Cyber Incident Victim: Bitwarden
Date:
Apr 2026
Location:
United States of America
Summary
Bitwarden's CLI package was compromised via a malicious preinstall hook that stole developer secrets, GitHub tokens, SSH keys, environment variables, shell history, and cloud credentials, encrypting and exfiltrating the data to audit.checkmarx.cx and a fallback GitHub repository. The attack originated from a compromised GitHub Action in the vendor's CI/CD pipeline, enabling threat actors to inject malicious workflows and push tainted package versions, although the vendor confirmed no end‑user data was accessed and the malicious version has been removed from npm.

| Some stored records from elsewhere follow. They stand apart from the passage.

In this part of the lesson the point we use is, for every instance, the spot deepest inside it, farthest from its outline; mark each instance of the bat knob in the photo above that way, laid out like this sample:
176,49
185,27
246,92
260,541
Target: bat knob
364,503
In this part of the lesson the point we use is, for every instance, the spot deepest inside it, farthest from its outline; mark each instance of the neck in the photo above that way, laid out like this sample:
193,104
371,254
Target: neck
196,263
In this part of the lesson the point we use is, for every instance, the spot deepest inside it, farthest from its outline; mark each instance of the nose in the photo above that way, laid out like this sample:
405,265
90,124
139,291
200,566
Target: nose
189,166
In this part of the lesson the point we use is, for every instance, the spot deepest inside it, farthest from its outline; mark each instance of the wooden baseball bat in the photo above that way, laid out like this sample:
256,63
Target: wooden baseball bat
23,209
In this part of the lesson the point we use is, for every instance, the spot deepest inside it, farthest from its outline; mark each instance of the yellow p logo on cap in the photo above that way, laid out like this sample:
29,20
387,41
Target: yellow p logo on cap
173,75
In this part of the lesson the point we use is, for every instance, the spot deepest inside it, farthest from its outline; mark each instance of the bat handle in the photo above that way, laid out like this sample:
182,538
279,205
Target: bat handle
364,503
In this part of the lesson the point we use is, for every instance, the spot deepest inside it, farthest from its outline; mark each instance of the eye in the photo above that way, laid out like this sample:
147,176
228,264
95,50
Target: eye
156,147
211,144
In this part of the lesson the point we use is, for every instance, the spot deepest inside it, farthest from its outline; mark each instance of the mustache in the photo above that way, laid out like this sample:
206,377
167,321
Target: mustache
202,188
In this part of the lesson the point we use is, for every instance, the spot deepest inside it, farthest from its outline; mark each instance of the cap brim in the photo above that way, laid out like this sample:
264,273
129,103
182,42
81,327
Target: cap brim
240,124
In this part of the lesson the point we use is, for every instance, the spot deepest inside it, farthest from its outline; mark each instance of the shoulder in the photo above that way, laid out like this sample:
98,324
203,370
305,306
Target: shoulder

| CIA Posture | Motives | Tactics, Techniques & Procedures |
|---|---|---|
| Available to members | 0 motives | 1 technique |
| Threat Actors | Type | Location |
|---|---|---|
| 0 actors | Available to members | Available to members |
Description
On April 23, 2026, security researchers from JFrog and Socket disclosed that the Bitwarden CLI package version @bitwarden/[email protected] had been compromised as part of the ongoing Checkmarx supply chain campaign. The malicious code was located in the file bw1.js and was executed through a preinstall hook when the package was installed. This code functioned as a credential stealer that collected GitHub and npm tokens, .ssh keys, .env files, shell history, GitHub Actions secrets, and other cloud credentials. The stolen data was encrypted using AES‑256‑GCM and exfiltrated to the domain audit.checkmarx[.]cx, with a fallback mechanism that posted the data as commits to a GitHub repository if the primary exfiltration failed.
If the malware discovered GitHub tokens, it used them to inject new GitHub Actions workflows into the affected developer’s repositories, allowing the attacker to capture additional secrets from CI/CD runs and to push malicious versions of the Bitwarden CLI package to npm. A single developer who had installed the compromised version could become an entry point for a broader supply chain compromise, granting the attacker persistent workflow injection access to any CI/CD pipeline reachable by the stolen token. Bitwarden emphasized that no end‑user data was accessed or placed at risk, and that only users who downloaded the package from npm during the limited window of the malicious release were potentially affected. The malicious version has since been removed from npm, and a CVE for Bitwarden CLI version 2026.4.0 is being issued in connection with the incident.
Bitwarden confirmed the incident and stated that it resulted from the compromise of its npm distribution mechanism following the earlier Checkmarx supply chain attack, and that a review of internal environments, release paths, and related systems found no additional impacted products or environments. Researchers from OX Security identified the string 'Shai‑Hulud: The Third Coming' embedded in the malicious package, which they suggested could indicate the next phase of the supply chain attack campaign first observed the previous year. It is suspected that the threat actor known as TeamPCP is behind this latest attack aimed at Checkmarx, although attribution remains based on the researchers’ assessment. The disclosure noted that the attack follows the same GitHub Actions supply chain vector seen in other repositories affected by the Checkmarx campaign.